سرقة الطريق إلى مكة المكرمة: الحجاج من غرب أفريقيا والطرق الغير المشروعة لترحيلهم عبر ساحل البحر الأحمرالارتري ١٩٢٠ - ١٩٥٠
A 2015 article by Jonathan Miran
West African participation in the pilgrimage to Mecca (hajj) grew considerably throughout the first half of the twentieth century. This article examines the causes and consequences of failed British and Saudi efforts to channel, regulate, and control the trans-Sahelian flow of pilgrims and enforce a regime of mobility along the Sahel and across the Red Sea. Focusing specifically on Red Sea ‘illicit’ passages, the study recovers the rampant and often harrowing crossings of dozens of thousands of West African pilgrims from the Eritrean to the Arabian coasts. It examines multiple factors that drove the circumvention of channeling and control measures and inscribes the experiences of West African historical actors on multiple historiographic fields that are seldom organically tied to West Africa
.....John Morley, a British colonial officer who had served in northern Nigeria (1937 - 1941) before taking up service with the British Military Administration of Eritrea (1941 - 1944), was openly moved when soon after his arrival in Northeast Africa he encountered a group of Hausa pilgrims in the port of Massawa, more than 3000 kilometers from home. In his diary, he reminisced about their surprise at meeting a European who could speak their language and recounted the trials of a group who had arranged to be smuggled out of Eritrea and into the Hejaz on the other side of the Red Sea. After having paid a boat owner/smuggler a large sum of money, the pilgrims set out to sea. Some hours later, they landed on a lonely shore in the dead of night ‘but when the day dawned and the dhow had gone they found they had been marooned on an uninhabited island, where they all died of thirst except for one man who by some miracle escaped and returned to Massawa to tell this tale’.
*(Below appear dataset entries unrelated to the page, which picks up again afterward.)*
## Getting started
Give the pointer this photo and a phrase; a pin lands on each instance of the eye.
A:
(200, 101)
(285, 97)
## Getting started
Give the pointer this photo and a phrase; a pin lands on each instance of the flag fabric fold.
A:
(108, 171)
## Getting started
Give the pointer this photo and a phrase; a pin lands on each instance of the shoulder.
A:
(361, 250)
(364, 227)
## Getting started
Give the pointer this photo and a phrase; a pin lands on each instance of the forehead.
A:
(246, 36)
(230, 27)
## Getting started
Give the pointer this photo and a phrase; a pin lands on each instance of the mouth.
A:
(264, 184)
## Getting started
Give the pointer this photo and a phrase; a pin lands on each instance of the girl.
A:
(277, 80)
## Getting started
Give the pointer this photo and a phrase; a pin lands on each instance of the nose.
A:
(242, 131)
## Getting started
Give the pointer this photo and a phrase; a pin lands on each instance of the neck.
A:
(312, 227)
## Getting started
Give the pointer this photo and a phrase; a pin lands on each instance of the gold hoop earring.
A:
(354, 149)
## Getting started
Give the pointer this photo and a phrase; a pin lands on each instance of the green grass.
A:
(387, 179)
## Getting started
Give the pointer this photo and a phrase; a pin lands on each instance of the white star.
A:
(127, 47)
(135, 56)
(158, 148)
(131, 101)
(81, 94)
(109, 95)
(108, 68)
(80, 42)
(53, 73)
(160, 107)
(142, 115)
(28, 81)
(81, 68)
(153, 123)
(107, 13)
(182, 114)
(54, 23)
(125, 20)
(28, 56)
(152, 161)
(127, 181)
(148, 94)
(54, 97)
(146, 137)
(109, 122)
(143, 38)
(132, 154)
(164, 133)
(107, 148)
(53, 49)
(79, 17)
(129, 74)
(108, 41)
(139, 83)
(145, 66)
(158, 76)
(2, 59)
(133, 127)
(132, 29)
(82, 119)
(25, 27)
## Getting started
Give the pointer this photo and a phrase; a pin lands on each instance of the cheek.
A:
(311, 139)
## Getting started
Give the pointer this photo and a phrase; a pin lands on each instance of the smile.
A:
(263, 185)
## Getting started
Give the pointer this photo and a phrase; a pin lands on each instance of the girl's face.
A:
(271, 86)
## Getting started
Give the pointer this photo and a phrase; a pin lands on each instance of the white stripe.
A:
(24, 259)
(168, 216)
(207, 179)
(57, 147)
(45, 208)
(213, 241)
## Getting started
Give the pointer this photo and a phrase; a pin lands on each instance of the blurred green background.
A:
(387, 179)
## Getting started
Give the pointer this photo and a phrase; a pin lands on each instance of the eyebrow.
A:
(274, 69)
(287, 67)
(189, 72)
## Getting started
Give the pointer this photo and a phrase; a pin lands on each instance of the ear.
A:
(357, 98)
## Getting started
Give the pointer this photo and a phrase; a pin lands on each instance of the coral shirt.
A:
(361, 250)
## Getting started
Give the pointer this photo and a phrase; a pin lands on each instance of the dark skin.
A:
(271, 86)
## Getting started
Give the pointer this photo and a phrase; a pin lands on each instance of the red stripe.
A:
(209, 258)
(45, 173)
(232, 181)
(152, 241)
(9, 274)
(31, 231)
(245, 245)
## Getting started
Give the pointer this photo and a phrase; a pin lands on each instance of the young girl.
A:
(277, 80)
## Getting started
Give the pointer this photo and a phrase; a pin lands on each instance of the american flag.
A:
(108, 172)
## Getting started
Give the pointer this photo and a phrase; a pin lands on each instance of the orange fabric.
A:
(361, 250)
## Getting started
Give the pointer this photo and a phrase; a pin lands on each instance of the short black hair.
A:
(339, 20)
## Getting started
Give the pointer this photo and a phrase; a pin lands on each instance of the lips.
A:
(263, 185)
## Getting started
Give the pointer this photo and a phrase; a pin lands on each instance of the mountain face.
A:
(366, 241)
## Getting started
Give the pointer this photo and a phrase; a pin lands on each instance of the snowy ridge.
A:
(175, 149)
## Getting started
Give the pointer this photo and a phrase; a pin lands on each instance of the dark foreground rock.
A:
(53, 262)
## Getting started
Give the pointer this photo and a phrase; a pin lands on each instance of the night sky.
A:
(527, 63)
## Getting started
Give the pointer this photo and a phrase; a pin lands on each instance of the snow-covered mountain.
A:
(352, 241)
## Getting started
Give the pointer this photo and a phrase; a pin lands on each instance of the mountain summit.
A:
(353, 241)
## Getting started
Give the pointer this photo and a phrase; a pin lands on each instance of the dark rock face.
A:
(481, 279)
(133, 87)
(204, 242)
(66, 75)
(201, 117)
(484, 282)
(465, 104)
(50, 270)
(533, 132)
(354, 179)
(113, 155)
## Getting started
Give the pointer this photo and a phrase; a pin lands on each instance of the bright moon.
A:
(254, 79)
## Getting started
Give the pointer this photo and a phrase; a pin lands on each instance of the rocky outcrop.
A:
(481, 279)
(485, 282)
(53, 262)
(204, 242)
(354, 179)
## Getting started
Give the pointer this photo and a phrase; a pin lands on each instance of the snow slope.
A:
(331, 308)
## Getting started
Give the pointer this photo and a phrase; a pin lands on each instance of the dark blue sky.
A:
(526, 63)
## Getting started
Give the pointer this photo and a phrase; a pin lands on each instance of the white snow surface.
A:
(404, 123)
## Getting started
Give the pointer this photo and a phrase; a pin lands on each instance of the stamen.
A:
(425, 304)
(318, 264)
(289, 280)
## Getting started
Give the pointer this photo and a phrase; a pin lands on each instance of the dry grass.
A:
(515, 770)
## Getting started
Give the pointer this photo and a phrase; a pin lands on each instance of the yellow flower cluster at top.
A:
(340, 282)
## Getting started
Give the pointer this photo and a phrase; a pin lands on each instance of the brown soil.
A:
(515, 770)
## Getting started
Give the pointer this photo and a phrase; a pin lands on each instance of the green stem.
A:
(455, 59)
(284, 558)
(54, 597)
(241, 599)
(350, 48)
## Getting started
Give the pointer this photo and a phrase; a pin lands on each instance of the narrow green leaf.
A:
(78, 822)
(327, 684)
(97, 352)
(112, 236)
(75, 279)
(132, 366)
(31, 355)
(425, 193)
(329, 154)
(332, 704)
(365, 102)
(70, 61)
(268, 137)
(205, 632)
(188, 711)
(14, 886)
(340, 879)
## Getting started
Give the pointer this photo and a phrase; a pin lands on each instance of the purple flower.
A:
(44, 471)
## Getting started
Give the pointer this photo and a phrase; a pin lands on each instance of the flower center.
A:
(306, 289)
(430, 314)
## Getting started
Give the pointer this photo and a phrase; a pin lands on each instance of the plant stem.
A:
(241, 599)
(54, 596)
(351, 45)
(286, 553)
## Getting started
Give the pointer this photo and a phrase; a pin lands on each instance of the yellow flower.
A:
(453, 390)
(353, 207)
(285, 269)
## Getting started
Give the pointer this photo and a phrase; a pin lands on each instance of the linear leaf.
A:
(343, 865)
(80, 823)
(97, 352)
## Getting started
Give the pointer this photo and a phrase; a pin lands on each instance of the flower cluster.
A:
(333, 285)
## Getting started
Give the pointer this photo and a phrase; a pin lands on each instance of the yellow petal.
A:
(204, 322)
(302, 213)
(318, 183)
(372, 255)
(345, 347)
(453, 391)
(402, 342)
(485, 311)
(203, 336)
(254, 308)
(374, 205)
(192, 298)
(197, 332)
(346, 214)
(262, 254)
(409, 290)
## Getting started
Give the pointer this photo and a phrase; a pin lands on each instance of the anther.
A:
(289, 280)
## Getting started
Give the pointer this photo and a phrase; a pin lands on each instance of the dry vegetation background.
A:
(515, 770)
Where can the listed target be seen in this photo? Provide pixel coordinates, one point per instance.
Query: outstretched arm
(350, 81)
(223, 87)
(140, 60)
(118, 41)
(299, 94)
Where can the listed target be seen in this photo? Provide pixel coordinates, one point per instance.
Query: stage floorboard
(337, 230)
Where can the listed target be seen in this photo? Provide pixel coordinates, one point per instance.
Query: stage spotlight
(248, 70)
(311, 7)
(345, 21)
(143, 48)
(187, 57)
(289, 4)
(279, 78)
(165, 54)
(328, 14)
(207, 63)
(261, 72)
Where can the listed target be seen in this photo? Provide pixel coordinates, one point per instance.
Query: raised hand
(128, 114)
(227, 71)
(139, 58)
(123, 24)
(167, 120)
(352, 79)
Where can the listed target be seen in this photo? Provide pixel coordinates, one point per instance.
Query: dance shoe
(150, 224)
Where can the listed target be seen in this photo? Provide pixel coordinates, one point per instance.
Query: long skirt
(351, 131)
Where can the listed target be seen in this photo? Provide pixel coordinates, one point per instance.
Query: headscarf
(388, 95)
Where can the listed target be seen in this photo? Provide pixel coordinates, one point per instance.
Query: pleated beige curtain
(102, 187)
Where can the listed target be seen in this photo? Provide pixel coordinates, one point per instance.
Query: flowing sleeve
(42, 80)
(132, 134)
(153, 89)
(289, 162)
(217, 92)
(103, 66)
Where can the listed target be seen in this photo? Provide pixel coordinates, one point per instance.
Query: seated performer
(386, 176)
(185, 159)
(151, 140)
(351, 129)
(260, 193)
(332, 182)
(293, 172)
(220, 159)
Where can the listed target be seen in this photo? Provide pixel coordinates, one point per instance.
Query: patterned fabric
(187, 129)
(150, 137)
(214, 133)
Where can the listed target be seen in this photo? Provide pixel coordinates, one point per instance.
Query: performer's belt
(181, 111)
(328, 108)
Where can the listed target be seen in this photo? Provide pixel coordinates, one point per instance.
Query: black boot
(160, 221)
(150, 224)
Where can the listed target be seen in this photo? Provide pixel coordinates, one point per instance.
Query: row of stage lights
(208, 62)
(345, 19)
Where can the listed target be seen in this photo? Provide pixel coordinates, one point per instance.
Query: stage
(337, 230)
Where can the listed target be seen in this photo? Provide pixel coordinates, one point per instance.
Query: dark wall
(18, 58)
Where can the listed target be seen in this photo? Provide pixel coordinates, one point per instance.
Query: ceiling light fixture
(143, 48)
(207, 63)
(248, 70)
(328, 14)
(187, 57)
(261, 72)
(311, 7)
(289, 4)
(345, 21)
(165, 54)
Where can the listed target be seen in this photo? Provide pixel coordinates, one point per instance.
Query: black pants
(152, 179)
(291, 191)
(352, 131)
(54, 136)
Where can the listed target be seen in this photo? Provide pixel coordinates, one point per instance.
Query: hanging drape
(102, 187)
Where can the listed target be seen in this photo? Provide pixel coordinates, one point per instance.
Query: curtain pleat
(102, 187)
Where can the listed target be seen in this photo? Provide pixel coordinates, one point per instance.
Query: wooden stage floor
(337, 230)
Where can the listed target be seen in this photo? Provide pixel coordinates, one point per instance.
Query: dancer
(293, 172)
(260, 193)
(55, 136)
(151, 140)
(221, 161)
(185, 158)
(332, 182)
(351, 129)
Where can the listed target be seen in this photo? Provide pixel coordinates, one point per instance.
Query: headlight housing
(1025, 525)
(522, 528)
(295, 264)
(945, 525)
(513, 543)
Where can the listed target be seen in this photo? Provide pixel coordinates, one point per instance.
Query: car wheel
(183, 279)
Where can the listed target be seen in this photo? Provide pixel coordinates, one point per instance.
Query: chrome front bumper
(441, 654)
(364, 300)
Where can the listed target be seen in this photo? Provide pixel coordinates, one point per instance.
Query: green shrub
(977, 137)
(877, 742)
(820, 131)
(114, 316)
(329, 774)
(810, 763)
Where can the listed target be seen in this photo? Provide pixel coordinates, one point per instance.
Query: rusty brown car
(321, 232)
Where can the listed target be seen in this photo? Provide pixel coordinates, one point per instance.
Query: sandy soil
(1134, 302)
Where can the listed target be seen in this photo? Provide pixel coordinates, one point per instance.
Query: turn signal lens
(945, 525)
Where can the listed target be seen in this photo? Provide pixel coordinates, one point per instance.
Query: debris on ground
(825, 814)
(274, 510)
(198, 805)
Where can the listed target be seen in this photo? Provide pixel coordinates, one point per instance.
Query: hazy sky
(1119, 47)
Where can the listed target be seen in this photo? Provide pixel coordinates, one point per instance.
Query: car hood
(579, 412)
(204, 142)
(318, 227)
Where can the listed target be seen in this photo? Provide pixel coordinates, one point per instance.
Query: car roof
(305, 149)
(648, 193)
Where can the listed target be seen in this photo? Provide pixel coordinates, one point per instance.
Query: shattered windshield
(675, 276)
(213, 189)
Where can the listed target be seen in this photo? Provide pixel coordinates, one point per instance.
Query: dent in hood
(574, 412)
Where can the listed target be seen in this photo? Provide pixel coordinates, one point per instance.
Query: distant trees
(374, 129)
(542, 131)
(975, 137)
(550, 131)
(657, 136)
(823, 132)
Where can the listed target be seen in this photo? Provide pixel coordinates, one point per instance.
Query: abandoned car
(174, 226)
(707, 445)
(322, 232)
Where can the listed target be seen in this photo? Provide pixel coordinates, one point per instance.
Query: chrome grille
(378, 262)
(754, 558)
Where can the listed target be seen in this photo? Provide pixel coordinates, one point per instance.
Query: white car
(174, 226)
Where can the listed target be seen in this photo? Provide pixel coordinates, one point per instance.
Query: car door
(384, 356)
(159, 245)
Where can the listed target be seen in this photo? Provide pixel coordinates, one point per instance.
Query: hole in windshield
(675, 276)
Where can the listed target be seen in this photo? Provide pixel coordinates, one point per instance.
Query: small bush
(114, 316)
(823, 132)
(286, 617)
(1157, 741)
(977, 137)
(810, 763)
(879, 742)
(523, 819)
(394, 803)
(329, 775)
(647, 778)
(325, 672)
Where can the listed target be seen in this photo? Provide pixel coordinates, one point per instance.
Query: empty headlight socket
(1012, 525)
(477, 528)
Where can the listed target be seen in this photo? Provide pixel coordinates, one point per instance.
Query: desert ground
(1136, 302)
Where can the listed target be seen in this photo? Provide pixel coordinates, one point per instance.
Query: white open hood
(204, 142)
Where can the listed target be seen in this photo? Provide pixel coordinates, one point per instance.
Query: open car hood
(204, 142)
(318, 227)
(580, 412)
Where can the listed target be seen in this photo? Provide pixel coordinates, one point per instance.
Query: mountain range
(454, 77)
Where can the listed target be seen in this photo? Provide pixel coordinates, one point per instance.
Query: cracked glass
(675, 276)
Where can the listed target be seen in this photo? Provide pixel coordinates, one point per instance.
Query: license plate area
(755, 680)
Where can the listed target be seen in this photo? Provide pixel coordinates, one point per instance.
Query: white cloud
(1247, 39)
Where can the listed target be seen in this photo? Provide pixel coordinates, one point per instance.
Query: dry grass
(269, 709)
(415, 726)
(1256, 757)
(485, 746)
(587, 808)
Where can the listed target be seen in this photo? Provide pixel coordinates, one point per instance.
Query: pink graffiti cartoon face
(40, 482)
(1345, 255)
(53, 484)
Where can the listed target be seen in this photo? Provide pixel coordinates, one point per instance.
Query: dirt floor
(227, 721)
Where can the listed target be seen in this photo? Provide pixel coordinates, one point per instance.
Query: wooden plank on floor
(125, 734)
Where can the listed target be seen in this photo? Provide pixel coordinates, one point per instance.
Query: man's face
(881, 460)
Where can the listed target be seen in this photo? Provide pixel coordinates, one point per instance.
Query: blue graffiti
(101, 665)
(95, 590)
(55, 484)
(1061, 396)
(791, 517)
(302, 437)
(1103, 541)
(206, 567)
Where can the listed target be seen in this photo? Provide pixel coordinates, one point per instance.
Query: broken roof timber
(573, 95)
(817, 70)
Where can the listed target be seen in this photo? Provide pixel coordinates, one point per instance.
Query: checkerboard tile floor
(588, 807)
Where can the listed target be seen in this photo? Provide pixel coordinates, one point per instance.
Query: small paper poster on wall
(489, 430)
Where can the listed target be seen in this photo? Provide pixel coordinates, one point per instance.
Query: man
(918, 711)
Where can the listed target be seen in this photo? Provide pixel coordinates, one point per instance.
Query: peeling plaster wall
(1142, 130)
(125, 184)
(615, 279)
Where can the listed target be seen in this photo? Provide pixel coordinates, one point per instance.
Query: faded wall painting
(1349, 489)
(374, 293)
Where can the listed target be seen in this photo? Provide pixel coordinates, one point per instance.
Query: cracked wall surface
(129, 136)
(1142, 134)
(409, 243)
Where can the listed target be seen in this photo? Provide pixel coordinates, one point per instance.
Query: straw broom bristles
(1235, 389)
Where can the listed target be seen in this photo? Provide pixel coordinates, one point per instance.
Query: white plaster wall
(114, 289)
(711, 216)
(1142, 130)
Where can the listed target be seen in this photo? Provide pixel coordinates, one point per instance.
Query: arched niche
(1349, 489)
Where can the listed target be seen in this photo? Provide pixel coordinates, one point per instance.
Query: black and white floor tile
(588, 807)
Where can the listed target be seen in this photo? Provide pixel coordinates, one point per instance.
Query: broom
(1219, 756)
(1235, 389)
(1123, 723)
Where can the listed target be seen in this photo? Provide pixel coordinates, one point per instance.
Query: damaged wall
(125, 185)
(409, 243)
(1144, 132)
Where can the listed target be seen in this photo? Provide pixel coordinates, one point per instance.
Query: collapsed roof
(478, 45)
In a similar vein, C. S. Grisman, another British official who spent some time in Eritrea in 1947, also described the all too frequent ghastly episodes in which smugglers deceived pilgrims who tried to illicitly cross the Red Sea. He lamented those pilgrims who had ‘travelled from Lake Chad through swamp, forest, scrub and desert right to the shores of the Red Sea at Massawa, only to be cheated by the Arab captains of dhows and ferry boats, who took their passage money, then deposited them, ignorant and penniless, some fifty miles south along the Eritrean coast’. This article sheds light on a little known aspect of the broader phenomenon of the west African pilgrimage to Mecca.